Question
A student determines the cobalt(II) content of a solution by first precipitating it as cobalt(II) hydroxide, and then decomposing the hydroxide to cobalt(II) oxide by heating. How many grams of cobalt(II) oxide should the student obtain if her solution contains 46.0 mL of 0.561 M cobalt(II) nitrate?
Answers
Co(NO3)2 ==> Co(OH)2 --> CoO
mols Co(NO3)2 = M x L = ?
mols CoO = mols Co(OH)2 = mols Co(NO3)2
grams CoO = mols x molar masss
mols Co(NO3)2 = M x L = ?
mols CoO = mols Co(OH)2 = mols Co(NO3)2
grams CoO = mols x molar masss
how many grams is that?
sorry i am stuck on many questions that's why used diff names. i need help and be grateful if u can help but most questions I don't know how to work it out.
What is confusing about this? And I suggest you pick any name and stick to it. It helps us help you if you do that.
For this problem all you need is two steps. M x L = mols and mol x molar mass = grams.
For this problem all you need is two steps. M x L = mols and mol x molar mass = grams.
i don't know much about chemitry that's why its confusing
I don't know how to calculate them
I don't know how to calculate them
Step 1. Pick out M x L. That's in the problem.

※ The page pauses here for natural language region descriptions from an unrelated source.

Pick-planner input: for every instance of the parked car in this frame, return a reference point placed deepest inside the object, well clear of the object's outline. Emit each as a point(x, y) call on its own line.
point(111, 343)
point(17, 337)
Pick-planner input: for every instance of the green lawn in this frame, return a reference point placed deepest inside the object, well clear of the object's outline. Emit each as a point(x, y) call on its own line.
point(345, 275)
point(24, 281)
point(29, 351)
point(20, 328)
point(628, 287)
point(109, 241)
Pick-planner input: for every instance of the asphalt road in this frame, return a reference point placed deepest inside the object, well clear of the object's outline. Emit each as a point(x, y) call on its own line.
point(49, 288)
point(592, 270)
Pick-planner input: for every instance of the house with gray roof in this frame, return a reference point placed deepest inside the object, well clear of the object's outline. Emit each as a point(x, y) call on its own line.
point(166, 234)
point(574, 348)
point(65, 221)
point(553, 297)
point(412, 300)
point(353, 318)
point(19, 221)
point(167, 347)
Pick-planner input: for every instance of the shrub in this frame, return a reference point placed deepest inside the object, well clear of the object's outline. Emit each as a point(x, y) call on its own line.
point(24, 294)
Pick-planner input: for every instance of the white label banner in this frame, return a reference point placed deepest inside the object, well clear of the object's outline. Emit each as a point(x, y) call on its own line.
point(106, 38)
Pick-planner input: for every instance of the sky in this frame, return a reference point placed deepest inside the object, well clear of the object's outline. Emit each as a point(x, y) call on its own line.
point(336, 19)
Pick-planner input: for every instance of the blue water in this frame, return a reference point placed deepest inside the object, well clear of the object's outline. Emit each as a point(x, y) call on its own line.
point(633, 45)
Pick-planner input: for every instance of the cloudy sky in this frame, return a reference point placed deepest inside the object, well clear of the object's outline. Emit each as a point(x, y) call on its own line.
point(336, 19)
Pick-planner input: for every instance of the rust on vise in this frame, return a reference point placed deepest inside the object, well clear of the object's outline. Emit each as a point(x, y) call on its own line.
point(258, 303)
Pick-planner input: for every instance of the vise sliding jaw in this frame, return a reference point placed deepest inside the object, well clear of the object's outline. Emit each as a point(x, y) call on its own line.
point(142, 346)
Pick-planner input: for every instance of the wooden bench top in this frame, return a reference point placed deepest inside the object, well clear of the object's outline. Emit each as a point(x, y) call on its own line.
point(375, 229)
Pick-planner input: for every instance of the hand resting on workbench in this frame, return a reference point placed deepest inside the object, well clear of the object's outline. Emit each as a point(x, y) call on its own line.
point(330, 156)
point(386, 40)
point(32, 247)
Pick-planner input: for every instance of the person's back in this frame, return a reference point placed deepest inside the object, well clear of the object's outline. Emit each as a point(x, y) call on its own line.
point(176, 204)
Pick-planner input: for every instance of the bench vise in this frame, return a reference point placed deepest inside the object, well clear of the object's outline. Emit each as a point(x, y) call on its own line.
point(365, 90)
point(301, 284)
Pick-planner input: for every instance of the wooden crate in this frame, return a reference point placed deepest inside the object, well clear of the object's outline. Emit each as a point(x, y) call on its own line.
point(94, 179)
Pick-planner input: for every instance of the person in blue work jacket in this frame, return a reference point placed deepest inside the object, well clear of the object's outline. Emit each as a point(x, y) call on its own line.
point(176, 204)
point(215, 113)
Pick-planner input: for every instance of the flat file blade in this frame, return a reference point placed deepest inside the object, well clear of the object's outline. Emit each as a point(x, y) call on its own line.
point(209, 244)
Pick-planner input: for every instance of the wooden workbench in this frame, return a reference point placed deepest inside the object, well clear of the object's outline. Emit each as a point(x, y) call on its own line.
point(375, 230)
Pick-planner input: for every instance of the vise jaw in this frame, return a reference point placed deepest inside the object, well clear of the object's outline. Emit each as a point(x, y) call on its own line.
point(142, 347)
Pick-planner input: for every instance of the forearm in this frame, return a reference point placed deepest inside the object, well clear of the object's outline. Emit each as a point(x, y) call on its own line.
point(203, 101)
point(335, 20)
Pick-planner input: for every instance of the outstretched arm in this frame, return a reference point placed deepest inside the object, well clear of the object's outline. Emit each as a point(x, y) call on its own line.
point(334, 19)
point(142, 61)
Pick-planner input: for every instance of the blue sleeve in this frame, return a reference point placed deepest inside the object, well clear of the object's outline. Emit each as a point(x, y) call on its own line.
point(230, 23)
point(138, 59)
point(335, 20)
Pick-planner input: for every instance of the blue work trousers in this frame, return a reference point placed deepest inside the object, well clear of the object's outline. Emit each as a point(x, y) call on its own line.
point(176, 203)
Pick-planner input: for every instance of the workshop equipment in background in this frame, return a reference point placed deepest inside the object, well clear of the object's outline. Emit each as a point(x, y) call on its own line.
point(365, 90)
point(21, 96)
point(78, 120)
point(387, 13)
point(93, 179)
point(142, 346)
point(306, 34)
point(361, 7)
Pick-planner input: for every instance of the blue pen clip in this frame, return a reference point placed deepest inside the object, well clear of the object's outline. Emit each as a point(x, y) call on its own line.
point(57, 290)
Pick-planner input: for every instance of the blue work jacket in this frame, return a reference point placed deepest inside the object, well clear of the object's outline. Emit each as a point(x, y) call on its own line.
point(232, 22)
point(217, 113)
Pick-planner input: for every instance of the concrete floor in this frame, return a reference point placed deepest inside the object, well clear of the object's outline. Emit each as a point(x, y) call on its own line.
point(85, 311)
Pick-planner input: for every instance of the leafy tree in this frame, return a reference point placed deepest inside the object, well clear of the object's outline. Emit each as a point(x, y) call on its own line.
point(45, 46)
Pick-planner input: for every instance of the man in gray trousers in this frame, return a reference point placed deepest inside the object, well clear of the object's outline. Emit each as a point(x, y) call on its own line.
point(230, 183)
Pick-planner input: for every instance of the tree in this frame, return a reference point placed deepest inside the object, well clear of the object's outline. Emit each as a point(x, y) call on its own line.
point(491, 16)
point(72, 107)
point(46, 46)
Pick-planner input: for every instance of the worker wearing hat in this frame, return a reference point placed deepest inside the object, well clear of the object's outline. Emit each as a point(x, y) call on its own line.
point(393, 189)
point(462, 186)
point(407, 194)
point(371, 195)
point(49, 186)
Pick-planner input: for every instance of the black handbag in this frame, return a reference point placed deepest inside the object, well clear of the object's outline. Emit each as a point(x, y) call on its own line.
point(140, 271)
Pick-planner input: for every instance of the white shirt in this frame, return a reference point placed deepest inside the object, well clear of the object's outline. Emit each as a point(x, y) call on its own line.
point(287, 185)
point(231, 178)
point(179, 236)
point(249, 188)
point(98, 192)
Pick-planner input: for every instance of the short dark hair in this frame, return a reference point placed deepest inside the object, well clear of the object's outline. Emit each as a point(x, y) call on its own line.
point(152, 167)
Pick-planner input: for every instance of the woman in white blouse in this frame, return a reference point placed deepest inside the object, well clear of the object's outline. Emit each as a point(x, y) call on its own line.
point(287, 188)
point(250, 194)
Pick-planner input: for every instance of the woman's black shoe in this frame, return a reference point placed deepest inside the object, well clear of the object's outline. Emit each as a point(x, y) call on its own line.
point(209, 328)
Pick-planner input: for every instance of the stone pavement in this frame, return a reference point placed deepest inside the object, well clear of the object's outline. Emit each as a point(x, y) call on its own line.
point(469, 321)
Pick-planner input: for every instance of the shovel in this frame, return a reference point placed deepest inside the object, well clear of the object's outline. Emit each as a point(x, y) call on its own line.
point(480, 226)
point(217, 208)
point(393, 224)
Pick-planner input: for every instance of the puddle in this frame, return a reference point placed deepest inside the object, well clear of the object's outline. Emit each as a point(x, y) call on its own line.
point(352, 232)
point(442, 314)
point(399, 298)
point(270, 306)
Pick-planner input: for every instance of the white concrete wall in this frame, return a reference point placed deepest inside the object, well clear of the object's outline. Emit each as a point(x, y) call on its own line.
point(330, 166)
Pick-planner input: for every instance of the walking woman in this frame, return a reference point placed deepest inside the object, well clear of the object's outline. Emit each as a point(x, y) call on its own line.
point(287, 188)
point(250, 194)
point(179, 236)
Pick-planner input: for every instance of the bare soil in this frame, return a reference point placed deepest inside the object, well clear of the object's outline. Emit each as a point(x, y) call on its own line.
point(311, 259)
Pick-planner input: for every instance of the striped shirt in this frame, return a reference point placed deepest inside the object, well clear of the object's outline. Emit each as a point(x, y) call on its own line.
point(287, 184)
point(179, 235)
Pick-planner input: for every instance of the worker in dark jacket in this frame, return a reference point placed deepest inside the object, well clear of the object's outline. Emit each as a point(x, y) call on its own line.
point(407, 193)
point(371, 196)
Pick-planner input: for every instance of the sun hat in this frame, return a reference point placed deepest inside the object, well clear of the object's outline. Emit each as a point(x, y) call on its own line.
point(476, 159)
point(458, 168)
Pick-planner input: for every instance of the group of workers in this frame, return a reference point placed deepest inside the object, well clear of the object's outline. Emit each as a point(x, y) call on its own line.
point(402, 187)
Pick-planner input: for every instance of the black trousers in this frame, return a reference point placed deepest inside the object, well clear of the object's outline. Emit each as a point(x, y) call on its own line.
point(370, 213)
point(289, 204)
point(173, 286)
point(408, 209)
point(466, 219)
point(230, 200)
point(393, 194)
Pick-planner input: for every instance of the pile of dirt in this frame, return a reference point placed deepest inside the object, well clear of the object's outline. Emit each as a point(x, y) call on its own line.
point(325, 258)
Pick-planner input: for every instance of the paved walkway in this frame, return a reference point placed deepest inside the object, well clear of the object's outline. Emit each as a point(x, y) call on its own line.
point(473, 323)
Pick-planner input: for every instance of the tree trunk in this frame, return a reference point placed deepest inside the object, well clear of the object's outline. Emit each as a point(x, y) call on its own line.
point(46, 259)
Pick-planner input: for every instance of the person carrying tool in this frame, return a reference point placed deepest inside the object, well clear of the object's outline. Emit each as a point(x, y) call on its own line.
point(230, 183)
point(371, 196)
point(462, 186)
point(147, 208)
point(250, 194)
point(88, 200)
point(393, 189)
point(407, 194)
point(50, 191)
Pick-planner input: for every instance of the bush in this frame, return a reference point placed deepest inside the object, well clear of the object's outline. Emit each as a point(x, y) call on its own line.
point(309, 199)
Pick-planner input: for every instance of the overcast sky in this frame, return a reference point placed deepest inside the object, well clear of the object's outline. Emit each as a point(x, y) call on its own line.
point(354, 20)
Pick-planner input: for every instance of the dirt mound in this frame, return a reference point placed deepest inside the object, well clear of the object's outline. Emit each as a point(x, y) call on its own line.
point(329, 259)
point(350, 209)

M is 0.561; L is 0.046 L.
M x L = ? you can do on your calculator.
Step 2. grams = mols x molar mass
You have mols from the calculator. Multiply that by the molar mass of CoO. You can calculate that from the periodic table. Co = about 58.93 and O is 16 so 58.93 + 16 = ?
M x L = ? you can do on your calculator.
Step 2. grams = mols x molar mass
You have mols from the calculator. Multiply that by the molar mass of CoO. You can calculate that from the periodic table. Co = about 58.93 and O is 16 so 58.93 + 16 = ?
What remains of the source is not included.